Le Musée national des beaux-arts du Québec propose du 12 février au 18 mai une exposition qui retrace l’art novateur de la peintre mexicaine du XXe siècle. « Frida Kahlo, Diego Rivera et le modernisme mexicain » revient sur les productions artistiques du couple le plus célèbre de l’histoire de l’art mexicain.
Un accident d’autobus lui fracture la colonne vertébrale et le bassin, en 1925. Frida Kahlo n’a que 18 ans. Elle devra porter un corset pour le reste de sa vie et, pendant plusieurs années, elle reste clouée au lit. Une tragédie qui va lui permettre de s’épanouir artistiquement. « Elle commence à peindre à ce moment-là, c’est une véritable éclosion artistique, affirme André Gilbert, commissaire de l’exposition à Québec. Ce contexte est primordial pour comprendre Frida Kahlo. »
Grâce à un miroir suspendu au-dessus de son lit, elle parvient à peindre sa convalescence. Dès ce moment-là, Frida Kahlo réalise plusieurs auto-portraits dans lesquels son corps devient sa principale source d’inspiration. Au fil de sa carrière, elle le transforme en véritable œuvre d’art.
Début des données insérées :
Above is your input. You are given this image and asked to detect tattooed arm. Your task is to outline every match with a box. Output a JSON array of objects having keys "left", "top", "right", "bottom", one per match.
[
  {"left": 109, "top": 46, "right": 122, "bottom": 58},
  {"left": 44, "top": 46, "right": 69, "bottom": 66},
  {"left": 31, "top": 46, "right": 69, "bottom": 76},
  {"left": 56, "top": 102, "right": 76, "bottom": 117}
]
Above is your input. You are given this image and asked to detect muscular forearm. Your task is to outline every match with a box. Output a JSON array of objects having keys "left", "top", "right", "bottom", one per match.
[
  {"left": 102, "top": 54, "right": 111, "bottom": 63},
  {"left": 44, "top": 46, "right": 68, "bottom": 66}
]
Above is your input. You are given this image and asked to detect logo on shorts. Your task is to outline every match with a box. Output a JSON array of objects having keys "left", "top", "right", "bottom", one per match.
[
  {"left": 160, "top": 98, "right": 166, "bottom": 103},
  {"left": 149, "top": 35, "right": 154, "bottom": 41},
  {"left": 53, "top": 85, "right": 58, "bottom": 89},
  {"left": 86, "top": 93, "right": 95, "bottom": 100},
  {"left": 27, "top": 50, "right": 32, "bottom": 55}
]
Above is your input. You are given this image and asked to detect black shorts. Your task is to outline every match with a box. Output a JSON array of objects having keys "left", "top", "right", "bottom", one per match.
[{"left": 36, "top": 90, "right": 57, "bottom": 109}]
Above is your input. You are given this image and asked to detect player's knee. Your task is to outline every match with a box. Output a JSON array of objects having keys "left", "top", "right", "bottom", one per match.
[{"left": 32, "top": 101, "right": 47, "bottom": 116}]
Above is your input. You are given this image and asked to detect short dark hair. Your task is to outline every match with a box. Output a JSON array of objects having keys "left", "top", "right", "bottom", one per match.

Ces portraits où elle mêle beauté féminine et maladie physique resteront à jamais associés à l’œuvre de l’artiste. « Avec Frida, on ne peut pas séparer l’art de la vie. Son art a une dimension biographique », explique André Gilbert.
De nombreuses photographies de l’artiste faites par des photographes mexicains de l’époque viennent compléter l’exposition du MNBAQ. Elles ont contribué à ancrer le visage de Frida dans l’imaginaire collectif, et à en faire « un symbole de modernité, de créativité et de liberté ».
Une icône moderne
Si Frida Kahlo est fréquemment associée au mouvement féministe actuel, André Gilbert considère qu’il s’agit là d’une approche anachronique. « Elle n’était pas engagée comme l’ont été les suffragettes ou d’autres femmes de son époque. Mais elle a été une précurseure du féminisme, dans son œuvre et dans sa vie. »
À l’époque, peu de femmes réalisent des autoportraits. Par les nombreuses mises en scène de sa vie intime, l’artiste a effectivement marqué une nouvelle ère de l’art mexicain. En représentant des scène telles que ses avortements, sa naissance et ses diverses maladies physiques, Frida Kahlo a peint « une expérience de la souffrance féminine qui rompt avec l’image traditionnelle de la femme de l’époque », estime André Gilbert.
Elle a également anticipé des questions de société qui sont aujourd’hui au cœur des débats, à savoir la question de l’identité et du genre. Son visage androgyne, accentué par son mono-sourcil et sa moustache, l’ont rendue reconnaissable aux yeux du monde entier. Son regard intense – « elle ne rit jamais », note André Gilbert – a su séduire un public international et influencer de nombreuses artistes féminines dans la représentation du corps.
Frida Kahlo n’a pas connu de son vivant le même succès qu’elle connaît aujourd’hui, souvent restée dans l’ombre de son mari Diego Rivera, l’une des vedettes artistiques incontournables à l’époque. Mais le mouvement féministe actuel s’est approprié la figure de cette femme forte pour rappeler « un désir d’affirmation de soi » qui ne passe pas par le modèle traditionnel de la féminité.